Appellants were not denied requests for counsel, and Escobedo is inapplicable. The officers carefully alerted appellants to their rights to remain silent and to procure counsel. They urge that they were not advised of their right to the appointment of counsel to represent them in advance of their interviews with the interrogating officers. Conceding that they enjoyed this right, it was not precisely defined until the issuance of the Supreme Court’s opinion in Miranda v. State of Arizona, 384 U.S. 436, 86 S. Ct. 1602, 16 L.Ed.2d 694 (1966). That opinion was announced on June 13, 1966, and its rules, as they affect this appeal, are not applicable to cases, such as this, wherein the trial commenced before the decision’s date. Johnson v. State of New Jersey, 384 U.S. 719, 86 S.Ct. 1772, 16 L.Ed.2d 882 (1966). It is also clear that each of the appellants, wary, knowledgeable, and free from coercion, was disinterested in legal advice at the time of his interrogation.
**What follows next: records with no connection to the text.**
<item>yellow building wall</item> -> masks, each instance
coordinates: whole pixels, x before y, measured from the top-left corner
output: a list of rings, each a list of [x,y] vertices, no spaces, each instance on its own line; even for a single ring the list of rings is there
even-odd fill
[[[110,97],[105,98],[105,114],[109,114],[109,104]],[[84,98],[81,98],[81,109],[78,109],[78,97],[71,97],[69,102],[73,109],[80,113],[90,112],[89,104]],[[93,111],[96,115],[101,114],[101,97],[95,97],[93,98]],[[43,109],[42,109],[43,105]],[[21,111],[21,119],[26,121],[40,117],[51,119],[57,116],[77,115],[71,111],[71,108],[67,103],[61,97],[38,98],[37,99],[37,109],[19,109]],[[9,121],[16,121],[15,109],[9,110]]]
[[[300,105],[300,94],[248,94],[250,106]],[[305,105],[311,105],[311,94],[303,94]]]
From the testimony, it appears that each was confident of his ability to establish, by persuasion, his own innocence.

Next, say the appellants, the trial court committed error in admitting, without a limiting instruction, testimony as to declarations of Clounche which incriminated both Calhoun and Haas, declarations of Haas which incriminated Calhoun, and declarations of Calhoun which incriminated Haas. The prosecution concedes that there was error in the court’s failure, at the time the evidence was received, to instruct the jury, in effect, that the testimony could be properly considered only as against the particular defendant who had made the claimed admissions. The concession is required. The limiting instruction should have been given. Delli Paoli v. United States, 352 U.S. 232, 77 S.Ct. 294, 1 L.Ed.2d 278 (1957); Lutwak v. United States, 344 U.S. 604, 73 S.Ct. 481, 97 L.Ed. 593 (1953). Declarations of a conspirator, made after the conspiracy has terminated, are not binding upon his co-conspirators. Krulewitch v. United *62 States, 336 U.S. 440, 69 S.Ct. 716, 93 L.Ed. 790 (1949); Fiswick v. United States, 329 U.S. 211, 67 S.Ct. 224, 91 L.Ed. 196 (1946). In our opinion, there was no requirement that counsel specifically request the instruction. Objection to the receiving of the evidence, so manifestly hearsay, was, of itself, sufficient to alert the district judge.

The government urges that, regardless of the error, we should affirm, and we have reached the conclusion that we should do so.

No court is able to avoid mistakes, and there is rarely a trial which is conducted with ideal perfection. This is recognized in Rule 52(a), Federal Rules of Criminal Procedure, which instructs that “Any error, defect, irregularity or variance which does not affect substantial rights shall be disregarded.”

If we entertained the slightest doubt of appellants’ guilt, we would unhesitatingly grant them the protection of another trial. Here, however, the record as a whole, as did that in Lutwak v. United States, supra, “fairly shrieks the guilt of the parties.” 344 U.S. at 619, 73 S.Ct. at 490. The admitted declarations, as they referred to others than the declarants, added relatively insignificant weight to the force of the whole convicting testimony. 4 Moreover, the district judge, in his final instructions, properly advised the jury as to the restricted manner in which the declarations, hearsay except as to the particular declarant, should be applied.

Upon the basis of the whole record, we conclude that appellants suffered no prejudice from the erroneous oversight.